What the file actually does

It does, in its mature form, what a small private bank does for a high-net-worth client, except for a household running on a fraction of the budget. It tracks the monthly cash position across three or four bank accounts at different institutions and currencies. It models the cash-flow implications of school fee timing, the periodic gold purchase pattern that nobody quite admits to but that the spreadsheet logs faithfully, the small revenue from a side business that does not, in any formal sense, exist. It runs scenarios. The scenarios are clear-eyed in a way that the equivalent slide produced by a junior banker would not be.

The most-developed variants include a tab nobody is supposed to look at, which is where the family politics are tracked. Who paid for which gift on which occasion. Which loan to which uncle has and has not been quietly repaid. Which favour is, on the running ledger, outstanding. This tab is, in operational terms, the household's most strategic document, and it is maintained in the same file as the school fee tracker.

Why the formal financial sector has not noticed

Because the formal financial sector is, structurally, organised to sell products to identifiable account holders, and the spreadsheet runs across multiple account holders in multiple institutions, in a way that no single product can capture. The bank's relationship manager sees a single account at a single bank. The spreadsheet sees the whole household. The relationship manager's product recommendations are, accordingly, sub-optimal at the level the household actually operates at. The spreadsheet's keeper makes the better decision, with no fee, on her own time, on a Sunday afternoon.

A few of the more imaginative regional fintechs have started to notice the pattern and to think about products that would actually sit usefully alongside the spreadsheet rather than try to displace it. None of them have, yet, built the thing. The first that does is likely to find a customer base larger than any of the bank-sponsored launches of the past several cycles.

What this tells us about regional household finance

It tells us that the most sophisticated layer of household financial management in the region is, right now, being done in unmonitored consumer spreadsheets by women who have, in many cases, not formally been treated as the family's financial decision-maker by the institutions they bank with. The institutions are misreading the room. The room is, in operational fact, run from the spreadsheet.

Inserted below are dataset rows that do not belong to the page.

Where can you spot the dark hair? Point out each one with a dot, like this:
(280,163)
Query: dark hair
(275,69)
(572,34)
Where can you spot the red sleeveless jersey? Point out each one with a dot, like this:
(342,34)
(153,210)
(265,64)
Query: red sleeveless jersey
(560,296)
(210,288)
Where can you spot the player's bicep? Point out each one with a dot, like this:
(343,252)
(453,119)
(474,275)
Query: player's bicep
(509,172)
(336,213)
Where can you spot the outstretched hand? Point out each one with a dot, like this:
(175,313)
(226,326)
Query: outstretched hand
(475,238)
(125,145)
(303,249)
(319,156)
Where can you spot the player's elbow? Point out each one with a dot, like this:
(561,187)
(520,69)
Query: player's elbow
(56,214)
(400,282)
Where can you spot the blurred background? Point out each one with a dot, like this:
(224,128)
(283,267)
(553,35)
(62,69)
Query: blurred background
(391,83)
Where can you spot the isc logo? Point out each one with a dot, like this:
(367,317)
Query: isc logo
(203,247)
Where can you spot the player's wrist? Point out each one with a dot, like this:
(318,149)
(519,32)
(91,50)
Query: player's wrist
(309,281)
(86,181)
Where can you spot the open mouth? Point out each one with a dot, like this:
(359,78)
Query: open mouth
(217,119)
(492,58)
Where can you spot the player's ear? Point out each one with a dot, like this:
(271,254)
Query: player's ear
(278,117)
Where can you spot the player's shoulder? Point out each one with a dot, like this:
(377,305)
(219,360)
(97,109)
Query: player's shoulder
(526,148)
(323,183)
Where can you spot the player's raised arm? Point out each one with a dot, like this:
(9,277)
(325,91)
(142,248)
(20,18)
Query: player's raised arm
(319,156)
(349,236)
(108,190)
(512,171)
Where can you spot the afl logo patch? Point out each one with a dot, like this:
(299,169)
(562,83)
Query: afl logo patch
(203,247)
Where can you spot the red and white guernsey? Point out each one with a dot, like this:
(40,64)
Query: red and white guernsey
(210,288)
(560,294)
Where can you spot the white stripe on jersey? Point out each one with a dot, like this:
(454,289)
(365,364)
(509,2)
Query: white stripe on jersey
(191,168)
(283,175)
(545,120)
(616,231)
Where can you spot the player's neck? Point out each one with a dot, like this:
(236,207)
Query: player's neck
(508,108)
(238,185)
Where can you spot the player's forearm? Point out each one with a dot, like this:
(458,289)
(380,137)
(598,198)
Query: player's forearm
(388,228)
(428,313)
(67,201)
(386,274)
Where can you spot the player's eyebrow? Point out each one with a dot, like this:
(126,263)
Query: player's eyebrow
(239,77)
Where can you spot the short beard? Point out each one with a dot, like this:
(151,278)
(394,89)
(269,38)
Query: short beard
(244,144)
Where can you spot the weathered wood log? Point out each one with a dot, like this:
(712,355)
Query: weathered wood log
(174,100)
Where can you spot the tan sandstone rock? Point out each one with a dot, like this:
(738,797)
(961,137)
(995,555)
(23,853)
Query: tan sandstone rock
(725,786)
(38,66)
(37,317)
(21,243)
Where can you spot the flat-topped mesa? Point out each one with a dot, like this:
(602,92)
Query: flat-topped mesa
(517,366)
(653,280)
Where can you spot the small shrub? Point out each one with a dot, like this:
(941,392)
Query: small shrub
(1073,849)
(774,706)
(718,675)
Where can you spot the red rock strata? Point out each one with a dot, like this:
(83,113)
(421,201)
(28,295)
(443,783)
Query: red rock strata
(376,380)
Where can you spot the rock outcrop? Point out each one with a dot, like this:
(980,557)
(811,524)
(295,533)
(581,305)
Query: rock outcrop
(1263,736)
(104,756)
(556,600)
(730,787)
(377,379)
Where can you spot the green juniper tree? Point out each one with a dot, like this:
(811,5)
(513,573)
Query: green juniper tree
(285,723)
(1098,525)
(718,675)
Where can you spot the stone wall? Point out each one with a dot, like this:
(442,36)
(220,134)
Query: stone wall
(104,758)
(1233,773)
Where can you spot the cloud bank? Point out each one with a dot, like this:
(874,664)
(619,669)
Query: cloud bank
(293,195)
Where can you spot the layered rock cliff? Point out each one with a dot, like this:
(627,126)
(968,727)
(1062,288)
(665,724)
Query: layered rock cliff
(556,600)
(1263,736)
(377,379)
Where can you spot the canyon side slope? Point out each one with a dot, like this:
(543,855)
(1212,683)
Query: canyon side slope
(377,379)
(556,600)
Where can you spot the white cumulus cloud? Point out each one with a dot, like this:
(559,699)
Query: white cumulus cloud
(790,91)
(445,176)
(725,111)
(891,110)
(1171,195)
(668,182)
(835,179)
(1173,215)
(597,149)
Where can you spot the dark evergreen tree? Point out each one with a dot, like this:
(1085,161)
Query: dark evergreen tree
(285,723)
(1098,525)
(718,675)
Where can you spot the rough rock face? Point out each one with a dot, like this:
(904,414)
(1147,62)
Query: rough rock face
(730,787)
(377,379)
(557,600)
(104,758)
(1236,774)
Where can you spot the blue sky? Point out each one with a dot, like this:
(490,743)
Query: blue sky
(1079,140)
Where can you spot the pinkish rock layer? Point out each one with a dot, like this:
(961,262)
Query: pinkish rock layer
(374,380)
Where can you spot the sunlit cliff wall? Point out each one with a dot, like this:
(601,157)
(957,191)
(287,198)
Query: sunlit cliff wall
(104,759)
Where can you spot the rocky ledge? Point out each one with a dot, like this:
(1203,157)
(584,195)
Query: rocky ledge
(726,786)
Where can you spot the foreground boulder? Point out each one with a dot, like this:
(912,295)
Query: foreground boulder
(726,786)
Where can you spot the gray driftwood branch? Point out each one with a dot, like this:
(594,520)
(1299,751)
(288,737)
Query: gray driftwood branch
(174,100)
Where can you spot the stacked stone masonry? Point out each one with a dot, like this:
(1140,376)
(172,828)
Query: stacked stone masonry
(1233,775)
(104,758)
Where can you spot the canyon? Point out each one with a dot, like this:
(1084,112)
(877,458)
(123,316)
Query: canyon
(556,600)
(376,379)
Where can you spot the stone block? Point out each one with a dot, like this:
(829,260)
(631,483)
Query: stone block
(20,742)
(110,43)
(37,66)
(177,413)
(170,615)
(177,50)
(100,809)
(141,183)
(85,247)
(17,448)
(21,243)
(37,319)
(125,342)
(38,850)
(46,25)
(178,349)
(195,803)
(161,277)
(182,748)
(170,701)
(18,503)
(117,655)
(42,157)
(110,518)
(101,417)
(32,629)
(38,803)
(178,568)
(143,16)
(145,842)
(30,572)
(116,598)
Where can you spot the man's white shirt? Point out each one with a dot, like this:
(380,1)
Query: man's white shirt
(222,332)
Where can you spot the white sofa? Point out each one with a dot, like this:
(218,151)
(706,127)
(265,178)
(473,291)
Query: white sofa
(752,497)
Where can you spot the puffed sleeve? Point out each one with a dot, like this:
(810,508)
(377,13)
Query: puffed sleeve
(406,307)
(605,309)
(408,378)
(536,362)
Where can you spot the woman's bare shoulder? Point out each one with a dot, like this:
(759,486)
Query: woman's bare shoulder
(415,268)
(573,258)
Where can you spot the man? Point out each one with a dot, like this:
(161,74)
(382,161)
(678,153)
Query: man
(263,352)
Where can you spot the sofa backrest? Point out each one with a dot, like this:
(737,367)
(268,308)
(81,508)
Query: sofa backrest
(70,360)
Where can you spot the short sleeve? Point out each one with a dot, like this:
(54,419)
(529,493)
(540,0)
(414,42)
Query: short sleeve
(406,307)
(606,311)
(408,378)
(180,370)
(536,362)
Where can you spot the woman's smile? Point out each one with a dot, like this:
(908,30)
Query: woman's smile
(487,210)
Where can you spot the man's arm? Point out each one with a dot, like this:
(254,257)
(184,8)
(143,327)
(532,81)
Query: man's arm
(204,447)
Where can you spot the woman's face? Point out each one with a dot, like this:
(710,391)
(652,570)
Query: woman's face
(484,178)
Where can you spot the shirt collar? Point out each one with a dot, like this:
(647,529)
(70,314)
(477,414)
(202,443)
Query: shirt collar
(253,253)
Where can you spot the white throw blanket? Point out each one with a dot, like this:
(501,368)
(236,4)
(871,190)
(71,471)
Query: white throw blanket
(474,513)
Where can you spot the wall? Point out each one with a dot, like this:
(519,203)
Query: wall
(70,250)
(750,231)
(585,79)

When the formal financial sector finally catches up, the products it builds will look very different from the products it currently markets. They will be designed around the household rather than the account holder. They will respect the privacy of the tab that nobody is supposed to look at. They will, with appropriate humility, acknowledge that the spreadsheet got there first. The spreadsheet, for its part, will continue to be updated on Sunday afternoons, with or without the institutional acknowledgement.